To cap it all, I then read an email from a friend, with details of the cost of mixing the two tracks I'm trying to get finished here. The upshot being, £250 just for the mixing. That is more than I have left in my UK account from the money donated to me from the Swedish faerie godmother. She had given me more than that, but it has gone on the costs for domain name and hosting for a couple of websites and paying the MU subs that got me the "free" legal advice I needed to negotiate a contract, as well as the recording done so far here in Prague. I have a grand total of £221 left (now that I have sensibly transferred an amount as an emergency fund to an ISA account, most of which is loaned money from my sister) and I am diligently paying off a small amount of my student loan each month, just so the amount doesn't keep growing.
Where am I going wrong? (Rhetorical question - no need to answer that one.) I can see that the list of mistakes I've made in my life in discerning how to play this attempt at a creative life is long and complex.
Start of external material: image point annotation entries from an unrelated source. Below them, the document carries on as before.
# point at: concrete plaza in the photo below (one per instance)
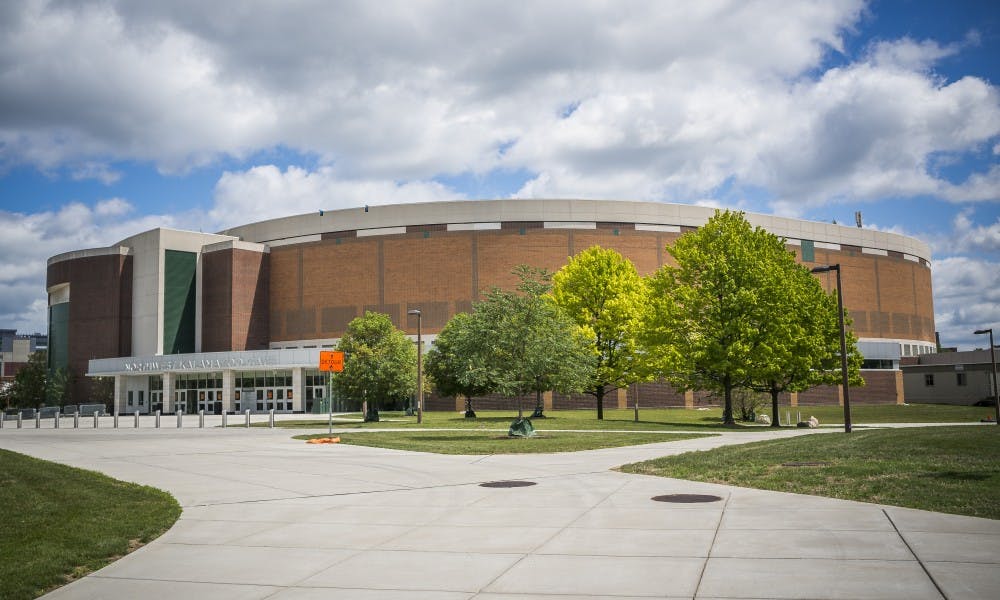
(266, 516)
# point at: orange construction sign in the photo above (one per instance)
(331, 360)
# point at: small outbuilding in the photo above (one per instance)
(948, 378)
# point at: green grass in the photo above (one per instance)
(652, 419)
(58, 523)
(496, 442)
(945, 469)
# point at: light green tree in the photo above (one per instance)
(805, 347)
(524, 343)
(718, 317)
(380, 363)
(453, 365)
(29, 387)
(605, 296)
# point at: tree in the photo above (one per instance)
(59, 387)
(524, 343)
(452, 362)
(380, 363)
(29, 387)
(806, 339)
(719, 314)
(605, 296)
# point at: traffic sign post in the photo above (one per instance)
(330, 361)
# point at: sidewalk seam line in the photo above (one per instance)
(917, 558)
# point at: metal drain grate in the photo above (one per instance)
(507, 484)
(686, 498)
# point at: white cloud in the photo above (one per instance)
(95, 170)
(910, 54)
(966, 298)
(670, 100)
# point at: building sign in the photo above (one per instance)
(331, 360)
(148, 364)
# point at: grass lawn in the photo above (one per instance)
(58, 523)
(496, 442)
(945, 469)
(652, 419)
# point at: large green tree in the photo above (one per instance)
(453, 365)
(29, 387)
(720, 315)
(380, 363)
(524, 343)
(805, 346)
(606, 297)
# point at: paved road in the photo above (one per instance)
(270, 517)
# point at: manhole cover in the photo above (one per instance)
(507, 484)
(686, 498)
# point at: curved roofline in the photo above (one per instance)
(559, 212)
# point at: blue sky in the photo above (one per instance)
(116, 117)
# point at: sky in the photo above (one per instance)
(118, 117)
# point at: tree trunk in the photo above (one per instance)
(539, 405)
(775, 422)
(727, 411)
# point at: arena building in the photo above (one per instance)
(235, 320)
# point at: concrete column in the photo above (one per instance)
(298, 390)
(228, 389)
(169, 381)
(120, 394)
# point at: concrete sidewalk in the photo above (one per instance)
(270, 517)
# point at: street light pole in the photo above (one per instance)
(420, 369)
(993, 361)
(843, 343)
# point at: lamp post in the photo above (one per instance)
(993, 361)
(420, 370)
(843, 343)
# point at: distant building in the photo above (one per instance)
(15, 350)
(948, 378)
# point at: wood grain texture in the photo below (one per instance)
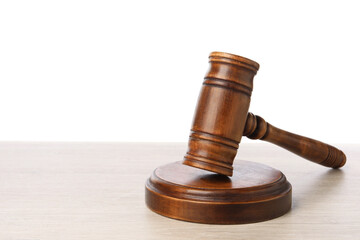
(313, 150)
(254, 193)
(221, 112)
(96, 191)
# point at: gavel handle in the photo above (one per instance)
(257, 128)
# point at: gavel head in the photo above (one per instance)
(221, 113)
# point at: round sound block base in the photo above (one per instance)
(254, 193)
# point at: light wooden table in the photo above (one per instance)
(96, 191)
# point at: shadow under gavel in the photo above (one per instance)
(257, 128)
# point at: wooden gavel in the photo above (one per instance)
(222, 118)
(255, 192)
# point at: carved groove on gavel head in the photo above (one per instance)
(313, 150)
(221, 113)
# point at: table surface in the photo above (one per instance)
(96, 191)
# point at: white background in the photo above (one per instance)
(132, 71)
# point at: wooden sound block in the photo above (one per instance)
(254, 193)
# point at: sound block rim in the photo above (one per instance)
(185, 193)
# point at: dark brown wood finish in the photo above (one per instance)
(221, 113)
(255, 193)
(257, 128)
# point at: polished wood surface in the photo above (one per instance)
(254, 193)
(257, 128)
(221, 113)
(88, 191)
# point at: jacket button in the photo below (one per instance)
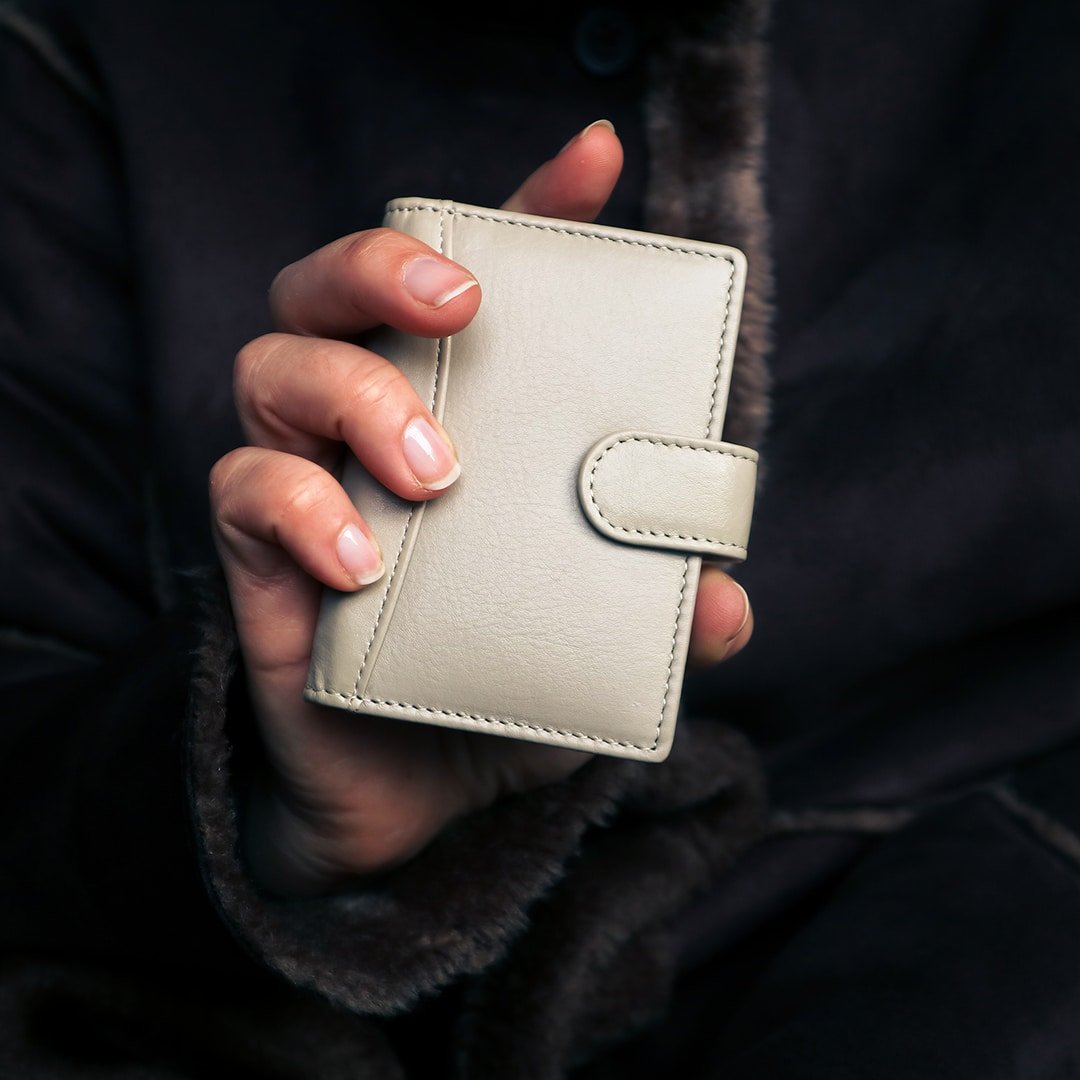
(605, 41)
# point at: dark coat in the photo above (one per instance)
(861, 859)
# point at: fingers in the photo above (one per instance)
(306, 395)
(578, 180)
(269, 504)
(723, 619)
(369, 278)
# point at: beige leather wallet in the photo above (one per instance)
(548, 594)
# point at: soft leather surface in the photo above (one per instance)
(656, 490)
(502, 609)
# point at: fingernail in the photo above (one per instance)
(584, 131)
(430, 456)
(359, 555)
(434, 282)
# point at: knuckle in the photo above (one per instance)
(306, 495)
(248, 369)
(375, 389)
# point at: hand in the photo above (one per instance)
(349, 795)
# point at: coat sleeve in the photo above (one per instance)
(95, 842)
(126, 724)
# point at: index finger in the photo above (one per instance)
(379, 275)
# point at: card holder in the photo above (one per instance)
(548, 594)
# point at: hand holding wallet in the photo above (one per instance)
(548, 595)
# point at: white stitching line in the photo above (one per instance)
(588, 233)
(355, 699)
(655, 532)
(408, 520)
(591, 235)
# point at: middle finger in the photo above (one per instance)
(307, 395)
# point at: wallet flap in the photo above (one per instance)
(652, 490)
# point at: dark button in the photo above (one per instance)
(605, 41)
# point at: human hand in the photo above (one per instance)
(347, 795)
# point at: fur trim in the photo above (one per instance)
(706, 139)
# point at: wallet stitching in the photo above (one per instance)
(671, 664)
(655, 532)
(589, 234)
(358, 700)
(408, 520)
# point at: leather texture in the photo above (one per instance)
(653, 490)
(503, 609)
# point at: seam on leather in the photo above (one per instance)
(378, 617)
(412, 523)
(585, 232)
(354, 700)
(589, 234)
(653, 532)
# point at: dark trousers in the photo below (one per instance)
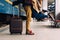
(37, 15)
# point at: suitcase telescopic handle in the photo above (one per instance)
(14, 12)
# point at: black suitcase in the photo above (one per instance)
(16, 25)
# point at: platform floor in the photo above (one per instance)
(41, 30)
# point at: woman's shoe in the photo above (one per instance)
(29, 33)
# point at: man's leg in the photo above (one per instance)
(29, 14)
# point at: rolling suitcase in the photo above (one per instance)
(16, 25)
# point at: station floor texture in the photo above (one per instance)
(41, 30)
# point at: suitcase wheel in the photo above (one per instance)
(20, 32)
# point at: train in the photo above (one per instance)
(6, 11)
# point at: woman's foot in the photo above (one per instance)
(29, 33)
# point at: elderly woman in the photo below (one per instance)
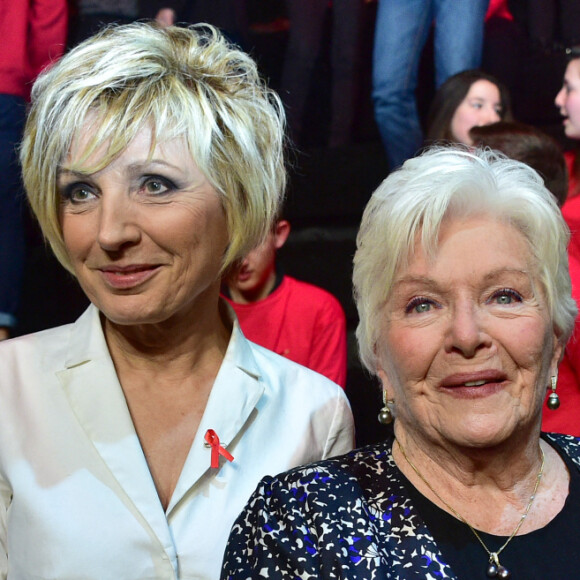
(131, 439)
(471, 98)
(464, 299)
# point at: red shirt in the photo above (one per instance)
(33, 34)
(301, 322)
(566, 419)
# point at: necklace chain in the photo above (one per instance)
(493, 556)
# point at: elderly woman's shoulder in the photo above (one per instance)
(354, 473)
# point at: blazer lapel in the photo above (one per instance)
(95, 395)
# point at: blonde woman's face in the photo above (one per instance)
(481, 106)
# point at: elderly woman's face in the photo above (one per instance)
(568, 99)
(145, 235)
(467, 344)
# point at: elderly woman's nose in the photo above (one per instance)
(560, 98)
(466, 334)
(117, 223)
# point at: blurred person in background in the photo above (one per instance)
(33, 35)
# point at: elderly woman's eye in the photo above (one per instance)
(506, 296)
(77, 193)
(155, 185)
(419, 305)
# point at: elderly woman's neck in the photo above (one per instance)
(172, 347)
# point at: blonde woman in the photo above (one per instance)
(130, 440)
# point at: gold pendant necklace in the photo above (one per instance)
(494, 568)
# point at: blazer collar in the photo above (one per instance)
(96, 397)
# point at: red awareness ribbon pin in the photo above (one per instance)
(216, 449)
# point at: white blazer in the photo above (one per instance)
(77, 500)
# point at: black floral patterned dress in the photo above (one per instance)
(349, 517)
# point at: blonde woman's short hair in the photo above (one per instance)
(412, 203)
(180, 82)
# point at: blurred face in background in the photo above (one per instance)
(481, 106)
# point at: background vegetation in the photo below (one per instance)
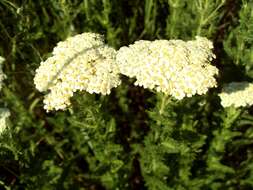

Clearly one of the things I had wrong all along is that being self-employed was the best strategy to leave time to do music - especially as I had to do all that basic learn to play the piano, learn to write songs, learn to sing better, stuff as an adult. I'm still chasing clients who pay a pittance and take up too much extra time in needing to negotiate with and I then can't afford the help I need to get my own creative work done. And to cap it all, my Macbook battery is beginning to slowly die. As is the battery of my iPod. (I don't have an iPhone or anything flash like that.) How on earth can I afford to achieve the goals Im working towards? How the hell will I ever afford to get out of this flat if I have to invest more money than I have in the bank after donations from kind people just to get two songs mixed? How will I afford the cost of setting up my websites professionally enough to actually sell stuff on them when I have got those songs mixed?
I'm beginning to think I may be forced to try some sort of crowdfunding venture. But that's a big risk, because those generally are only successful with a wide network of people to appeal to. I'm working on building my network, believe me, but it's hard while based in the Czech Republic, and while working like crazy to earn only enough to cover food and MU subs, student loan repayment, travel, phone top-up and little else.The Guardian have been running stories lately about the impact of the financial crisis, and how ex-partners can't afford to split up and move out and run two separate households. I'm beginning to fear I am one of them.
But all is not lost. I actually have a paid article to write today. All of £12 an hour. Hurrah! That's big bucks in my line of work. (Actually, that's a lie - I generally earn just about a pound more than that per hour with meet-ees, but only just.) And the irony of that is, I'm ghostwriting for a married woman and mother of three...ha, ha! The universe really does have a loopy sense of humour, don't you think?